Kekhawatiran ini hadir dari argumen dan keyakinan yang terpupuk melalui persebaran informasi terkait AI di media. Argumen ini cenderung berasal dari pemahaman bahwa pekerjaan manusia hanya terdiri dari serangkaian tugas, sehingga beberapa atau seluruhnya dapat dilakukan dengan lebih efektif, efisien, atau dalam skala besar oleh AI. Oleh karena itu, seiring dengan berkembangnya kemampuan AI, banyak pekerjaan manusia yang bisa diambil alih karena pekerjaan-pekerjaan tersebut diyakini dapat dilakukan dengan lebih baik oleh AI. Steven Miller, professor of information systems at Singapore Management University mengatakan bahwa AI tidak dapat menggantikan pekerjaan manusia secara menyeluruh, “maybe ones that are highly repetitive or based on very specific instructions or rules that lay out what needs to be done. [...] human are emotional creature and most of their job emphasize interpersonal skills.

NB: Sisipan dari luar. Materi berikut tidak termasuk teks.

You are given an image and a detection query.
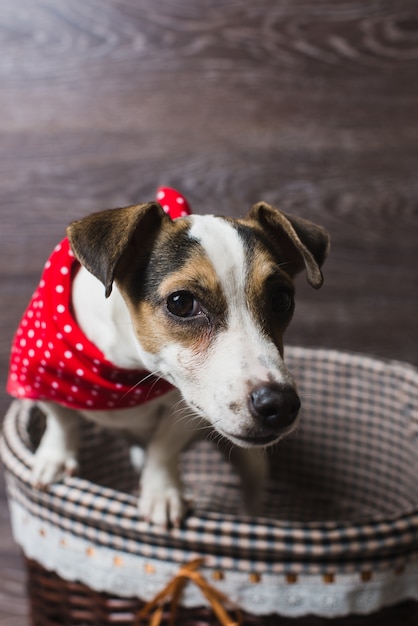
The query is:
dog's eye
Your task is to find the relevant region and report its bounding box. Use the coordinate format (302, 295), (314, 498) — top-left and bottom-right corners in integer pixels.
(166, 291), (202, 318)
(271, 289), (293, 314)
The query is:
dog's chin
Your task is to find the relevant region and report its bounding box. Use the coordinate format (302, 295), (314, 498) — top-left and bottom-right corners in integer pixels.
(218, 429), (283, 449)
(217, 417), (300, 449)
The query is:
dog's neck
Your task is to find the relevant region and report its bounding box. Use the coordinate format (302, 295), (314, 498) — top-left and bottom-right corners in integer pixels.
(72, 266), (145, 370)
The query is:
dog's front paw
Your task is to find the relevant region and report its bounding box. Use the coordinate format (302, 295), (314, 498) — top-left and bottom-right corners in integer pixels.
(32, 446), (79, 488)
(138, 470), (185, 528)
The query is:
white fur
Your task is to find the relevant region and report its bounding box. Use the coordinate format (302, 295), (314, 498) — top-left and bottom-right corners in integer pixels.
(72, 268), (142, 369)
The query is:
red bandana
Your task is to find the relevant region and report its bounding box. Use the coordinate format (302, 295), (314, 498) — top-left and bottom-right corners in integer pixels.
(7, 188), (191, 411)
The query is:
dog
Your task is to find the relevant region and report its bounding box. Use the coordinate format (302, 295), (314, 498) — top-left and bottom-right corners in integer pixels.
(7, 187), (329, 527)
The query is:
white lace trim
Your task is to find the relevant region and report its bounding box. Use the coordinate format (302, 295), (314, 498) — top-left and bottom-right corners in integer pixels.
(9, 499), (418, 618)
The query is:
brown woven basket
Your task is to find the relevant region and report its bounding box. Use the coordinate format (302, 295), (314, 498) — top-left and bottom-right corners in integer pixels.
(23, 558), (418, 626)
(3, 348), (418, 625)
(26, 557), (272, 625)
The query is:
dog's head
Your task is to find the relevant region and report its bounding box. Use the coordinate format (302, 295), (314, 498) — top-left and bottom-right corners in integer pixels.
(67, 200), (330, 448)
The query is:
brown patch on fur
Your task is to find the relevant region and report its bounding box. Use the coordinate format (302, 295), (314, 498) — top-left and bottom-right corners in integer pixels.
(119, 231), (228, 356)
(157, 254), (226, 309)
(127, 299), (169, 355)
(127, 297), (215, 358)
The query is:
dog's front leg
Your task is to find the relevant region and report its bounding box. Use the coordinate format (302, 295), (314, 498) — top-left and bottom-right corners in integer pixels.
(138, 412), (195, 528)
(231, 448), (269, 516)
(33, 401), (80, 487)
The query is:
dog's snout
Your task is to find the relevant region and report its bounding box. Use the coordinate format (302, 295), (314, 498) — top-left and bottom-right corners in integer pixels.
(249, 383), (300, 431)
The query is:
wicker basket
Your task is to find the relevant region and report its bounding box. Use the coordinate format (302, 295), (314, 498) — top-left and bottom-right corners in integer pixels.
(2, 347), (418, 625)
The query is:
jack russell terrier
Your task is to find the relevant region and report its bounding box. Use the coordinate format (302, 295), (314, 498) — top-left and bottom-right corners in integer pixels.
(7, 187), (329, 527)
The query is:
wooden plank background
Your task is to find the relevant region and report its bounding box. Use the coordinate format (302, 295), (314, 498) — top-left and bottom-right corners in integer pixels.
(0, 0), (417, 624)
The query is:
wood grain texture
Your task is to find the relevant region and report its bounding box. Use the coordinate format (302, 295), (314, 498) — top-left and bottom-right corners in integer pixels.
(1, 1), (417, 624)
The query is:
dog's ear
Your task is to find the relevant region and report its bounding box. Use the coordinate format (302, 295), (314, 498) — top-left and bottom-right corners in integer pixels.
(248, 202), (330, 289)
(67, 202), (168, 297)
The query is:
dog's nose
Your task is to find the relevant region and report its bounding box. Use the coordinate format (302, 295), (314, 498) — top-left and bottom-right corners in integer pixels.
(249, 383), (300, 431)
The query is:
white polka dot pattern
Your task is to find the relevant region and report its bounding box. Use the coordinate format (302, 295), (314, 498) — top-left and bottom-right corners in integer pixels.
(156, 186), (192, 219)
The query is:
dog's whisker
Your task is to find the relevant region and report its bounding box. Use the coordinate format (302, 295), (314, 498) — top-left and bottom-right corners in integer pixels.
(172, 410), (199, 424)
(170, 399), (191, 415)
(121, 370), (166, 401)
(173, 412), (209, 432)
(121, 374), (156, 397)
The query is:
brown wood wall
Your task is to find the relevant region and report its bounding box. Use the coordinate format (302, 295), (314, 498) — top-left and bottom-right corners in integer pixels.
(1, 1), (417, 624)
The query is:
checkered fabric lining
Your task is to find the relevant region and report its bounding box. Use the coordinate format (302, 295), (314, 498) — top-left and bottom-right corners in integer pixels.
(2, 347), (418, 576)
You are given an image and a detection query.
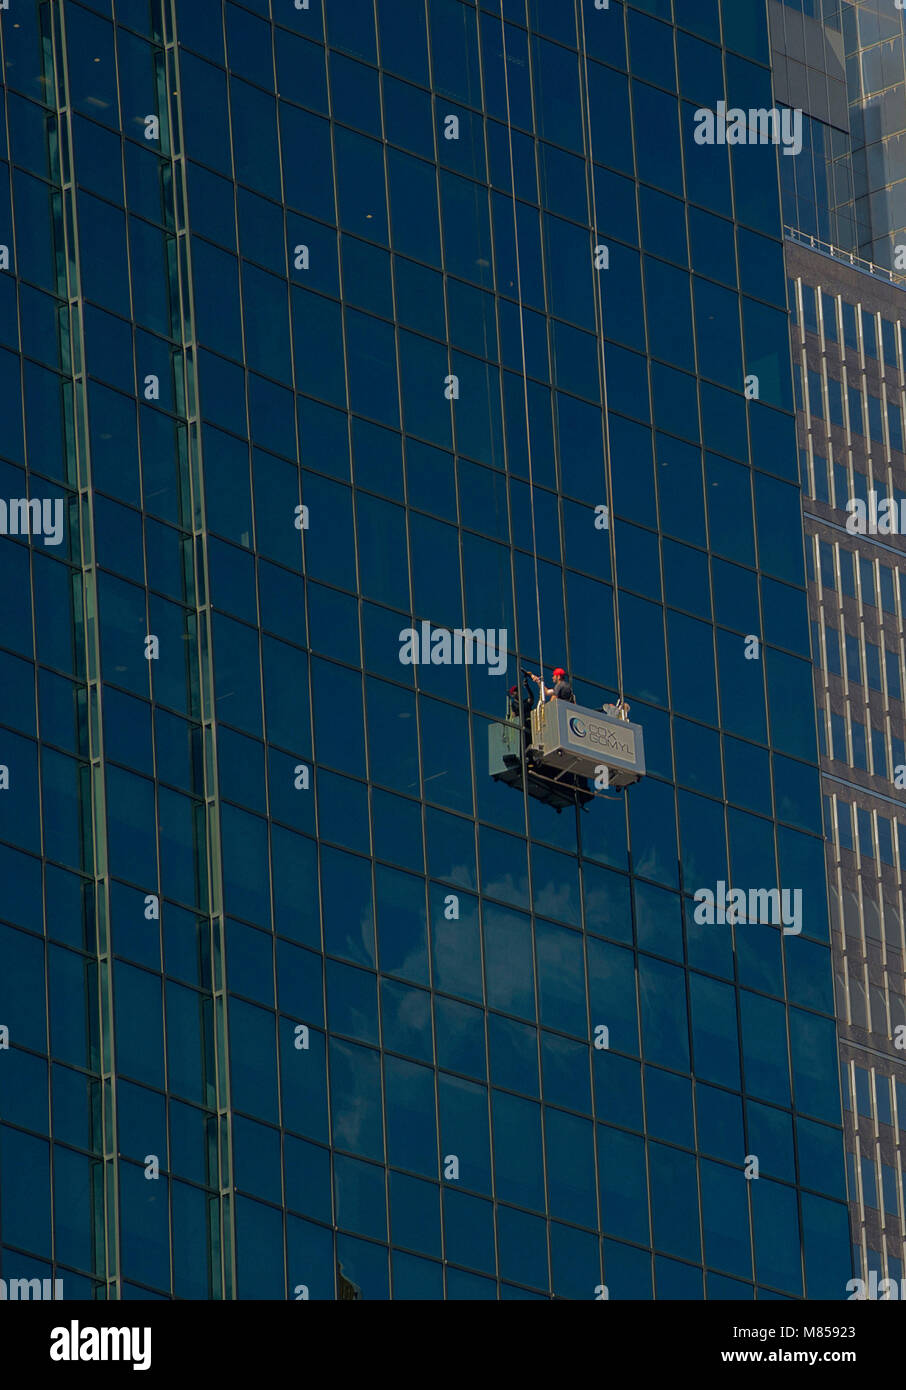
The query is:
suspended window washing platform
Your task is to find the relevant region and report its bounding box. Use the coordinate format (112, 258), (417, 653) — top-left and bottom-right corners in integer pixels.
(489, 697), (645, 812)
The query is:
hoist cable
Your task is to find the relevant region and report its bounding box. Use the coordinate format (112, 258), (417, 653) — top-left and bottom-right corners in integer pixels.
(579, 6), (625, 706)
(499, 11), (545, 684)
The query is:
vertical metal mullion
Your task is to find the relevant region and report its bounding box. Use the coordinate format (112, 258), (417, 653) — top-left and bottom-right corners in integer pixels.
(163, 0), (234, 1302)
(49, 0), (121, 1300)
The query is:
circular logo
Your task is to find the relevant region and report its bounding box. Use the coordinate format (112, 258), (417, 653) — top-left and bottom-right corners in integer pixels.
(568, 717), (587, 739)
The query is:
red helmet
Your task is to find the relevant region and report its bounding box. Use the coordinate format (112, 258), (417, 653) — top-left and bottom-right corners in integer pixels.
(553, 667), (566, 680)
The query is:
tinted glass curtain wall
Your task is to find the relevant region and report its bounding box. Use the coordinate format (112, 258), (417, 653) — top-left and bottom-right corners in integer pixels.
(0, 0), (852, 1300)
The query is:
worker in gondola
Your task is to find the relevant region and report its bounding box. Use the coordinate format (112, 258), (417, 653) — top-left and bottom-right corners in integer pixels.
(508, 673), (536, 730)
(529, 667), (576, 703)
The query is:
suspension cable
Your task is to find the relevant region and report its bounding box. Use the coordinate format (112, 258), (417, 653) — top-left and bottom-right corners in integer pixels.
(498, 11), (545, 685)
(578, 7), (625, 706)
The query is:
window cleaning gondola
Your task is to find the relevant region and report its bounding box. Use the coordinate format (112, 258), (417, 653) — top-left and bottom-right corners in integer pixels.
(489, 667), (645, 812)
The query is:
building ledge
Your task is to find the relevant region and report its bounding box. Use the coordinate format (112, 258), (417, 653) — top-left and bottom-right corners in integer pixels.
(785, 226), (906, 292)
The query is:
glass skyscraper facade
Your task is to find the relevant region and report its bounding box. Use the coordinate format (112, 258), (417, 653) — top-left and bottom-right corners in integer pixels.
(773, 0), (860, 252)
(0, 0), (854, 1300)
(775, 0), (906, 271)
(838, 0), (906, 270)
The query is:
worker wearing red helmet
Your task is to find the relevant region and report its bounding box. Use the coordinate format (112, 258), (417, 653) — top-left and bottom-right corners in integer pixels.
(529, 666), (576, 703)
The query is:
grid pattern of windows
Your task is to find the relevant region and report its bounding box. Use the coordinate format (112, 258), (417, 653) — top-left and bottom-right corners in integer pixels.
(778, 0), (841, 25)
(790, 249), (906, 1284)
(780, 114), (860, 254)
(844, 1063), (906, 1286)
(0, 0), (854, 1301)
(777, 0), (906, 274)
(823, 794), (906, 876)
(833, 1), (906, 271)
(771, 0), (856, 252)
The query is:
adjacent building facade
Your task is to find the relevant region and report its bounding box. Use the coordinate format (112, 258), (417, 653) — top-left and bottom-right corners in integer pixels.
(0, 0), (853, 1299)
(772, 0), (906, 1295)
(788, 214), (906, 1295)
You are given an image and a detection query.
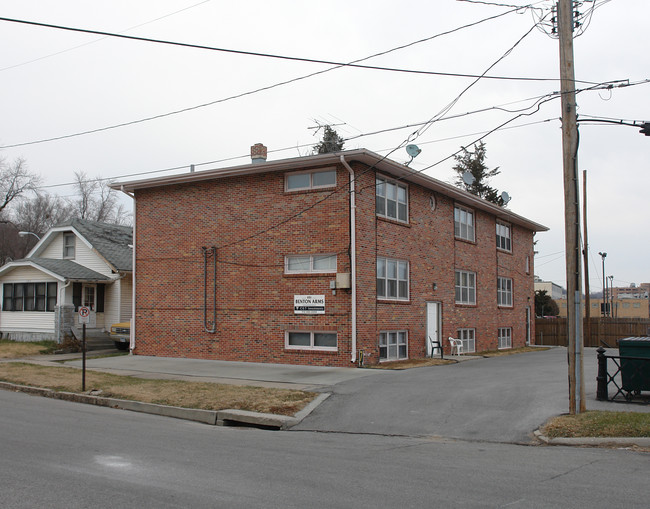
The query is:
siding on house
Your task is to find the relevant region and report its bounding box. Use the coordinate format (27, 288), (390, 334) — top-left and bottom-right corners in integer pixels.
(130, 157), (540, 366)
(0, 266), (59, 333)
(40, 231), (113, 276)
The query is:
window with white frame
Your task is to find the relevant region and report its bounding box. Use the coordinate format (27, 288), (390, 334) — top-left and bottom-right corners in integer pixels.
(497, 277), (512, 308)
(457, 328), (476, 353)
(286, 331), (337, 350)
(455, 270), (476, 305)
(525, 255), (530, 274)
(498, 327), (512, 349)
(285, 254), (336, 274)
(63, 233), (75, 259)
(496, 221), (511, 251)
(379, 331), (408, 361)
(285, 168), (336, 191)
(497, 277), (513, 307)
(375, 176), (408, 222)
(377, 257), (409, 300)
(454, 205), (475, 242)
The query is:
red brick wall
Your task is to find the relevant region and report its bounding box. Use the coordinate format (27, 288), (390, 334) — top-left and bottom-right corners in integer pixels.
(134, 160), (536, 366)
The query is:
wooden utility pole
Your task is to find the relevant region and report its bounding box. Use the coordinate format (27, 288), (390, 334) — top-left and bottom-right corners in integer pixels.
(558, 0), (585, 414)
(583, 170), (591, 346)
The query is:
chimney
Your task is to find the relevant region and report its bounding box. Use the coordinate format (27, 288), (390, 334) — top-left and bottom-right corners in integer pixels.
(251, 143), (267, 164)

Means that it will never be replaced by an AI,” katanya.

Iklan
Scroll Untuk Melanjutkan

Kekhawatiran publik seperti ini tidak bisa disalahkan begitu saja karena apa yang publik yakini merupakan pengaruh dari stimulus informasi atau pemberitaan yang mereka dapatkan dari media. Sejalan dengan pemahaman teori agenda setting milik Maxwell McCombs dan Donald Shaw (1972) yang menggambarkan bagaimana media memengaruhi apa yang dianggap penting oleh publik melalui intensitas pemberitaan. Teori ini memberikan wawasan tentang peran media dalam membentuk agenda publik dan memengaruhi persepsi publik terhadap isu-isu tertentu. Hal ini terjadi karena ketika suatu isu terus-menerus diberitakan oleh media, masyarakat akan cenderung menganggap isu tersebut penting dan memprioritaskannya dalam perbincangan sehari-hari. Termasuk di dalamnya berkembangnya misinformasi hingga disinformasi, mengingat akses yang bebas dan kecanggihan yang dimiliki AI membuat beberapa pihak tidak bertanggung jawab juga dapat memanfaatkan hal tersebut untuk memproduksi misinformasi dan disinformasi.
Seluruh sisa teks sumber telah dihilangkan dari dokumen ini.